A simple “no” (+ 20 characters :>) would have sufficed. Why might one be interested to know? For me to know if the extra tech is necessary. CVKemp found it was no longer necessary with his Oticon Intents. WhiteHat above states that TV Connect is notably better than his Spheres above. Thanks. Edit: Correction. WhiteHat does not have Spheres.
Clarification: I don’t have spheres, I have p90s. The audio via connector is amazingly clear. I can’t imagine aids picking up natural sound via mics in an avg room at home from consumer sound equipment sounding anywhere near as good.
I was once in a demo room for Mark Levin sound equipment to watch a movie with a friend. There had to be more than a half million dollars (mid 2000s time frame dollars) worth of equipment in the room. And it had been thoroughly treated to have the best sound. I didn’t have aids then or even recognition that I had a loss. That was pretty amazing, I have to admit. But the aids do a great job with either the connector or my Roger on with a media cable. I’m pretty addicted to the sound.
WH
My error. I thought you had the Spheres. Yes, The TV Connector is great. I was curious how the Spheres did.
The point is to emphasize is that it’s not my hearing that’s the problem. My speech understanding is excellent except for my soft-spoken wife. I understand most speakers quite well without my hearing aids. It’s the room and our normal complicated home theater setup that makes testing complicated. DVD/Blu-ray audio is often not too great, too, especially with movie sound effects, etc. For our viewing situation and habits, I think trying to figure out how good the the TV sound with just hearing aids is pointless. Driving home that point to you was the reason for my long-winded answer. My previous answer several posts ago that streaming makes up for decrease in speech quality with distance from speech source, refections, and reverberations should have been enough. Hearing aids by themselves cannot reinvent sound physics… If you want the best instead of “good enough,” get a streamer.
The one reason for not using a streamer is, IIRC, that a Toslink optical audio input must be PCM from the TV for the Phonak TV Connector, so you’ll only get stereo sound. So if you want true surround sound, you might want to go streamerless for that reason.
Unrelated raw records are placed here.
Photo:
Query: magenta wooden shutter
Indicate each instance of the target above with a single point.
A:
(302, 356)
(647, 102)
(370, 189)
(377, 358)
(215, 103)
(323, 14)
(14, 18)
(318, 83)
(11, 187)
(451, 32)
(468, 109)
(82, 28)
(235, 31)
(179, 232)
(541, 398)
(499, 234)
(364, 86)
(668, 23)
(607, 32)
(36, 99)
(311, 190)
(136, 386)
The scenario I was imagining the Sphere’s “magic” might be nice is trying to hold a conversation with somebody while watching TV.
@jim_lewis, I am completely certain (as MDB) that in a stationary situation, such as at home, the TV streamer undoubtedly provides superior sound quality. I also have a TV streamer.
However, just out of curiosity, “for science” (wink), I am also interested in whether the sound processing in Spheres has been improved (compared to, for example, Lumity/Paradise) to the point that I am able to watch TV in less stationary situations, such as when I have just arrived at my friend’s house and forgot my TV streamer (as is the case for me today ).
I am aware that your home setting is quite unique, so you could not answer for sure to compare that with less complicated settings.